Asian shares dipped and the safe-yen haven yen edged up on Friday in a muted reaction to U.S. bank stress results that provided no real surprises, with investors turning cautious ahead of U.S. employment data later in the day.
Also weighing on sentiment was a weak auction of 30-year U.S. Treasury bonds on Thursday, which raised worries about how much the world's top economy will have to pay to finance its massive stimulus plans.
The U.S. 30-year bond remained under pressure during Asia trading, with yields rising to 4.30 percent, up 1 basis point from late U.S. trading. On the other hand, the benchmark 10-year note gained ground, with yields down about 2 basis points to 3.32 pecent.
"The announcement of stress test results came with the best timing after market sentiment had already been improved by a slew of upbeat economic data along with a recovery of stock markets," said Yoshihisa Kanzaki, a trader at Shinkin Central Bank.
U.S. regulators told top banks on Thursday to raise $74.6 billion to build a capital cushion officials hope will restore faith in financial firms and set a course out of the deepest recession in decades.
U.S. stocks fell earlier in the day, before news of the tests was released, as investors took profits on the recent global share surge.
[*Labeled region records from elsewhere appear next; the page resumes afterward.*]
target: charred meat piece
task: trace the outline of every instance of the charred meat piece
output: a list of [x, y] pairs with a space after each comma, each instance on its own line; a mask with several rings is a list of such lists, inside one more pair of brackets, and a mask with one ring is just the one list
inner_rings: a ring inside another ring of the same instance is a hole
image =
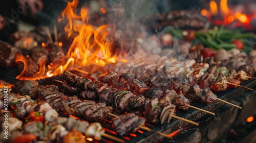
[[199, 86], [202, 89], [205, 89], [208, 87], [210, 87], [211, 86], [211, 80], [214, 77], [214, 75], [209, 73], [205, 73], [199, 81]]
[[199, 84], [199, 80], [203, 75], [204, 73], [201, 69], [197, 68], [195, 69], [188, 76], [189, 84], [190, 85]]
[[78, 86], [68, 83], [66, 81], [64, 81], [62, 82], [62, 86], [64, 88], [64, 90], [71, 94], [78, 93], [81, 90], [81, 88]]
[[135, 133], [140, 126], [144, 125], [145, 120], [141, 118], [134, 113], [120, 115], [112, 119], [115, 131], [120, 135]]
[[30, 57], [37, 64], [41, 65], [48, 62], [48, 51], [44, 47], [38, 46], [35, 47], [30, 51]]
[[117, 89], [112, 87], [105, 88], [99, 93], [99, 102], [103, 102], [106, 104], [108, 103], [109, 96], [116, 90], [117, 90]]
[[103, 73], [101, 70], [94, 70], [89, 74], [87, 76], [94, 80], [97, 80], [99, 76], [101, 75], [102, 75], [102, 74]]
[[163, 77], [160, 75], [151, 76], [150, 81], [154, 87], [159, 88], [162, 91], [170, 89], [172, 80], [167, 77]]
[[227, 80], [222, 73], [217, 73], [211, 80], [210, 88], [216, 91], [223, 91], [227, 89]]
[[0, 41], [0, 65], [2, 67], [10, 66], [15, 61], [18, 52], [17, 48]]
[[145, 90], [142, 94], [147, 98], [158, 98], [160, 99], [163, 96], [163, 92], [158, 88], [151, 88]]
[[128, 83], [127, 88], [129, 90], [133, 91], [134, 93], [135, 93], [133, 91], [135, 91], [137, 93], [135, 94], [138, 95], [142, 93], [144, 91], [149, 88], [142, 81], [137, 79], [134, 79]]
[[207, 70], [207, 73], [214, 75], [215, 74], [215, 69], [217, 66], [214, 64], [211, 64]]
[[[63, 72], [63, 73], [61, 74], [61, 75], [64, 77], [65, 80], [70, 83], [74, 84], [76, 84], [78, 81], [79, 81], [79, 80], [81, 78], [79, 76], [67, 70], [65, 70], [64, 72]], [[82, 88], [82, 87], [81, 87]]]
[[238, 70], [244, 70], [247, 74], [247, 76], [249, 77], [252, 77], [254, 74], [254, 70], [252, 67], [247, 64], [240, 66]]
[[142, 95], [139, 95], [131, 99], [126, 108], [127, 111], [144, 111], [145, 109], [145, 98]]
[[88, 90], [88, 85], [92, 81], [91, 79], [82, 78], [79, 78], [78, 81], [77, 81], [77, 85], [80, 86], [82, 89], [84, 90]]
[[98, 98], [96, 91], [92, 90], [82, 90], [80, 92], [79, 95], [83, 99], [96, 99]]
[[29, 88], [38, 85], [38, 82], [33, 80], [20, 80], [14, 84], [17, 91], [23, 95], [26, 95]]
[[183, 94], [186, 94], [191, 88], [191, 85], [189, 84], [184, 84], [181, 85], [176, 91], [177, 93], [181, 93]]
[[50, 49], [49, 56], [51, 66], [53, 69], [56, 69], [65, 63], [65, 54], [57, 43], [49, 44], [49, 46]]
[[182, 78], [174, 78], [173, 79], [173, 89], [174, 90], [176, 91], [181, 86], [181, 85], [183, 85], [184, 84], [188, 84], [188, 82], [187, 81]]
[[118, 89], [123, 89], [125, 88], [123, 84], [121, 84], [119, 81], [119, 76], [118, 75], [114, 76], [109, 79], [109, 84], [110, 86], [115, 87]]
[[181, 93], [175, 94], [173, 100], [173, 104], [175, 105], [180, 110], [186, 110], [188, 109], [187, 105], [190, 105], [190, 102]]
[[198, 84], [192, 85], [189, 91], [186, 94], [186, 97], [189, 99], [198, 102], [201, 102], [202, 96], [205, 96], [206, 93]]
[[117, 74], [114, 72], [108, 72], [99, 76], [98, 80], [102, 83], [108, 83], [109, 78], [113, 76], [116, 76]]
[[201, 97], [201, 101], [202, 102], [211, 104], [218, 102], [218, 100], [216, 99], [217, 96], [211, 91], [210, 88], [207, 87], [205, 88], [204, 90], [206, 94], [205, 96]]

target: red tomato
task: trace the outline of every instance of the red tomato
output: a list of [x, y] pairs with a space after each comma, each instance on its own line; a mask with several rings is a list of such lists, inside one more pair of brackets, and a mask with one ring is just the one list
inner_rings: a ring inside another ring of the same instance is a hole
[[168, 46], [173, 43], [174, 38], [170, 34], [165, 33], [161, 37], [160, 41], [164, 46]]
[[202, 55], [204, 58], [214, 56], [215, 51], [209, 47], [205, 47], [201, 51]]
[[33, 134], [25, 134], [15, 137], [12, 140], [13, 143], [28, 143], [30, 141], [36, 140], [36, 136]]
[[237, 45], [237, 49], [239, 50], [244, 49], [244, 43], [240, 40], [236, 39], [231, 42], [231, 43], [235, 44]]
[[45, 122], [45, 117], [42, 113], [39, 113], [37, 111], [33, 111], [29, 114], [26, 120], [26, 122], [32, 121], [39, 121], [42, 123]]

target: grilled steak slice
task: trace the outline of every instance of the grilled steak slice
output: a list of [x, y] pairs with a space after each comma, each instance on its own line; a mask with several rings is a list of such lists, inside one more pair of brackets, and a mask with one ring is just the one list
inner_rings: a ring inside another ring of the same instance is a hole
[[205, 92], [200, 88], [198, 84], [192, 85], [189, 91], [186, 94], [186, 97], [189, 99], [194, 100], [198, 102], [200, 102], [201, 97], [205, 96]]
[[211, 86], [211, 82], [214, 77], [214, 75], [209, 73], [205, 73], [199, 81], [199, 86], [202, 89], [205, 89], [208, 87], [210, 87]]
[[184, 84], [181, 85], [180, 88], [176, 91], [177, 93], [182, 93], [183, 94], [186, 94], [189, 89], [190, 89], [191, 85], [189, 84]]
[[61, 65], [65, 63], [66, 58], [65, 54], [62, 49], [59, 45], [54, 43], [54, 44], [49, 45], [50, 46], [49, 51], [49, 56], [50, 62], [52, 63], [51, 66], [53, 69], [56, 69]]
[[66, 81], [64, 81], [62, 82], [62, 86], [64, 88], [64, 90], [71, 94], [75, 94], [81, 90], [81, 88], [80, 88], [78, 86], [68, 83]]
[[38, 46], [30, 50], [30, 57], [37, 64], [46, 64], [48, 62], [48, 51], [46, 49]]
[[172, 84], [171, 79], [163, 77], [159, 74], [151, 76], [150, 81], [154, 87], [159, 88], [162, 91], [170, 89]]
[[207, 87], [204, 89], [204, 92], [206, 94], [201, 98], [201, 101], [203, 103], [214, 103], [218, 102], [216, 99], [217, 96], [214, 94], [210, 90], [210, 88]]
[[77, 85], [80, 86], [82, 89], [84, 90], [88, 90], [88, 85], [92, 81], [91, 79], [82, 78], [80, 78], [77, 81]]
[[145, 109], [145, 97], [142, 95], [139, 95], [136, 97], [131, 99], [126, 108], [126, 111], [128, 112], [137, 111], [138, 110], [144, 111]]
[[210, 88], [216, 91], [223, 91], [227, 89], [227, 78], [222, 73], [217, 73], [211, 81]]
[[109, 99], [109, 96], [112, 94], [113, 92], [116, 91], [117, 89], [115, 88], [113, 88], [112, 87], [108, 87], [103, 89], [99, 95], [99, 102], [103, 102], [105, 103], [108, 103], [108, 99]]
[[103, 73], [101, 70], [94, 70], [91, 72], [90, 74], [87, 75], [88, 77], [90, 77], [90, 78], [92, 78], [94, 80], [97, 80], [99, 75], [103, 74]]
[[109, 83], [108, 83], [109, 79], [113, 76], [116, 75], [117, 74], [114, 72], [108, 72], [105, 74], [99, 75], [98, 80], [101, 82], [106, 83], [108, 84], [109, 84]]
[[33, 80], [20, 80], [14, 84], [17, 91], [23, 95], [26, 95], [29, 88], [38, 85], [38, 82]]
[[83, 99], [96, 99], [98, 98], [98, 95], [94, 90], [82, 90], [79, 93], [79, 95]]
[[188, 109], [187, 105], [190, 105], [190, 102], [181, 93], [175, 94], [173, 104], [178, 107], [180, 110], [186, 110]]
[[144, 91], [149, 88], [143, 82], [137, 79], [133, 79], [131, 82], [129, 82], [128, 85], [129, 86], [127, 86], [127, 88], [131, 88], [129, 90], [135, 90], [138, 94], [142, 93]]
[[[67, 70], [63, 72], [61, 75], [64, 77], [65, 80], [74, 84], [76, 84], [80, 79], [81, 78], [80, 77]], [[81, 87], [82, 88], [82, 87]]]
[[145, 121], [144, 118], [141, 118], [134, 113], [122, 114], [112, 119], [115, 130], [120, 135], [136, 132]]
[[173, 89], [172, 89], [177, 91], [177, 90], [184, 84], [188, 84], [188, 82], [186, 79], [179, 77], [174, 78], [173, 79]]
[[147, 98], [155, 98], [158, 99], [162, 98], [163, 92], [158, 88], [147, 88], [143, 93], [142, 94]]
[[253, 68], [247, 64], [240, 66], [238, 69], [238, 71], [240, 70], [244, 70], [246, 73], [247, 76], [249, 77], [252, 77], [254, 74]]
[[195, 69], [188, 76], [189, 84], [194, 85], [199, 84], [201, 77], [204, 75], [204, 73], [200, 68]]

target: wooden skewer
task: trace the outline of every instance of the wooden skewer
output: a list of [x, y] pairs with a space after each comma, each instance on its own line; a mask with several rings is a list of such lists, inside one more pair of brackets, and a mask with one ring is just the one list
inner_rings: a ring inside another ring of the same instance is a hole
[[[118, 115], [114, 114], [112, 114], [111, 113], [109, 113], [109, 115], [111, 115], [112, 116], [116, 117], [119, 117]], [[142, 130], [145, 130], [145, 131], [148, 131], [148, 132], [154, 131], [153, 130], [151, 130], [151, 129], [148, 128], [147, 128], [146, 127], [140, 126], [139, 127], [139, 128], [140, 128], [140, 129], [141, 129]], [[157, 131], [155, 131], [155, 132], [157, 133], [158, 133], [159, 135], [161, 135], [163, 136], [166, 137], [170, 138], [170, 139], [173, 139], [173, 137], [172, 136], [169, 136], [168, 135], [167, 135], [166, 134], [160, 132], [157, 132]]]
[[58, 34], [57, 33], [57, 28], [56, 27], [55, 24], [53, 25], [53, 30], [54, 31], [54, 37], [55, 38], [55, 41], [58, 42]]
[[190, 120], [184, 118], [183, 117], [177, 116], [175, 115], [172, 115], [172, 117], [173, 117], [173, 118], [177, 118], [177, 119], [179, 120], [181, 120], [181, 121], [184, 121], [184, 122], [186, 122], [187, 123], [190, 123], [191, 124], [196, 125], [197, 126], [198, 126], [198, 125], [199, 125], [199, 124], [198, 124], [197, 123], [196, 123], [196, 122], [193, 122], [192, 121], [190, 121]]
[[107, 138], [112, 139], [113, 139], [115, 141], [118, 141], [119, 142], [125, 142], [125, 141], [123, 139], [122, 139], [121, 138], [119, 138], [116, 137], [114, 136], [112, 136], [112, 135], [109, 135], [108, 134], [103, 133], [101, 135], [101, 136], [105, 137], [107, 137]]
[[209, 114], [211, 114], [212, 115], [214, 115], [215, 116], [215, 114], [212, 113], [212, 112], [209, 112], [209, 111], [206, 111], [206, 110], [205, 110], [204, 109], [202, 109], [201, 108], [197, 108], [196, 107], [195, 107], [195, 106], [191, 106], [190, 105], [187, 105], [187, 106], [189, 108], [193, 108], [193, 109], [196, 109], [196, 110], [200, 110], [202, 112], [205, 112], [206, 113], [208, 113]]
[[245, 88], [245, 89], [247, 89], [253, 91], [253, 89], [251, 89], [251, 88], [248, 88], [248, 87], [245, 87], [245, 86], [241, 86], [241, 85], [238, 85], [238, 84], [236, 84], [232, 83], [231, 83], [231, 82], [225, 82], [225, 83], [226, 83], [226, 84], [230, 84], [230, 85], [237, 86], [238, 86], [238, 87], [242, 87], [242, 88]]
[[234, 106], [234, 107], [237, 107], [237, 108], [239, 108], [239, 109], [242, 109], [242, 107], [241, 107], [240, 106], [237, 106], [237, 105], [234, 105], [234, 104], [232, 104], [232, 103], [230, 103], [230, 102], [228, 102], [225, 101], [224, 101], [224, 100], [221, 100], [221, 99], [219, 99], [219, 98], [216, 98], [216, 99], [217, 99], [217, 100], [219, 100], [219, 101], [223, 102], [224, 102], [224, 103], [226, 103], [226, 104], [229, 104], [229, 105], [232, 105], [232, 106]]
[[47, 27], [46, 29], [46, 33], [47, 33], [47, 35], [48, 35], [48, 37], [50, 40], [50, 42], [51, 43], [53, 43], [53, 41], [52, 40], [52, 36], [51, 35], [51, 33], [50, 32], [50, 30], [49, 29], [49, 27]]
[[77, 71], [77, 72], [79, 72], [80, 73], [84, 74], [86, 75], [88, 75], [88, 74], [89, 74], [89, 73], [88, 73], [88, 72], [87, 72], [86, 71], [83, 71], [83, 70], [81, 70], [81, 69], [78, 69], [78, 68], [73, 68], [72, 69], [73, 69], [73, 70]]

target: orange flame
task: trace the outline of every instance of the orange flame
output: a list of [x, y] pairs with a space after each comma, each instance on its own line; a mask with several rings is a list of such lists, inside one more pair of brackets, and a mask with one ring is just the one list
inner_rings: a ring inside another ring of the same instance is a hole
[[253, 116], [251, 116], [246, 119], [246, 122], [251, 122], [253, 121], [254, 120], [254, 117]]
[[[28, 57], [27, 58], [29, 58], [29, 56], [28, 56]], [[23, 69], [22, 73], [16, 77], [16, 79], [19, 80], [37, 80], [41, 78], [46, 77], [46, 75], [45, 75], [46, 71], [46, 66], [42, 62], [41, 63], [41, 64], [39, 65], [38, 72], [35, 73], [33, 73], [34, 74], [33, 76], [28, 77], [26, 76], [26, 75], [27, 74], [26, 73], [26, 70], [28, 69], [28, 68], [33, 68], [33, 67], [31, 67], [33, 63], [32, 63], [31, 62], [28, 62], [28, 59], [24, 57], [22, 54], [19, 54], [17, 55], [15, 61], [21, 61], [23, 62], [23, 63], [24, 64], [24, 69]]]
[[60, 74], [69, 67], [79, 68], [89, 63], [103, 66], [116, 62], [117, 53], [111, 52], [114, 40], [115, 26], [102, 25], [95, 28], [88, 24], [88, 9], [82, 8], [80, 15], [75, 12], [78, 3], [78, 0], [69, 2], [61, 13], [62, 17], [58, 19], [59, 21], [65, 18], [69, 20], [64, 29], [69, 37], [75, 33], [77, 35], [74, 38], [66, 55], [66, 58], [68, 60], [65, 65], [57, 69], [53, 69], [49, 65], [49, 71], [47, 74], [48, 77]]

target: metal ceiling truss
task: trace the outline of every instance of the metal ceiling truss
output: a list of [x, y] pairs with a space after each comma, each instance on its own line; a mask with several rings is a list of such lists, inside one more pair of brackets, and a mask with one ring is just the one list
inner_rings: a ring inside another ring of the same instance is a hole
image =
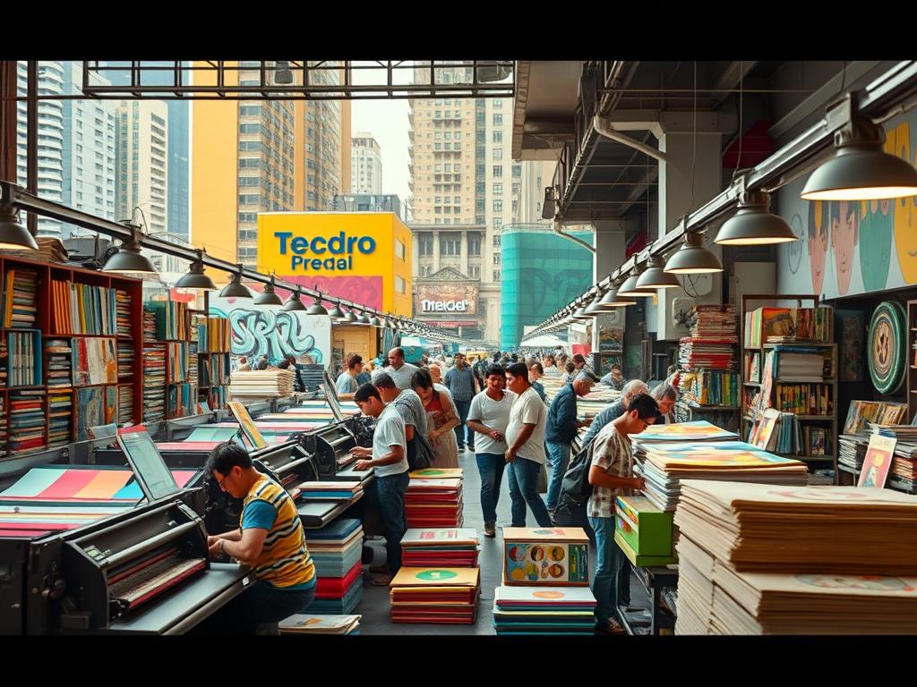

But removal of uncertainty over the test results helped send U.S. stock futures higher in after-hours trade, with the S&P 500 futures index up 0.7 percent.
The gains failed to translate in Asia, however, where the MSCI index of Asian stocks outside Japan fell 0.5 percent. The index had chalked up an 8.6 percent gain over the previous four sessions.
Among major indexes, only Japan's Nikkei average and South Korea's KOSPI advanced but only modestly. Other countries posted moderate losses.
Despite some signs that global economic downturn may be bottoming out, a major test will come later on Friday with the release of U.S. employment data for April.
Economists forecast a median 590,000 U.S. jobs were lost, which is down from March, but they also expect the unemployment rate to have gained to 8.9 percent from 8.5 percent in the previous month.
The safe-haven yen faltered, with the dollar edging up 0.2 percent to 99.38 yen near a three-week high of 99.80 yen hit the previous day on EBS.
The euro edged down 0.2 percent to $1.3367 as traders reduced long positions made the previous day after the European Central Bank's announcement it would buy about 60 billion euros worth of covered bank bonds was seen as underwhelming in light of much bigger similar measures taken in other countries.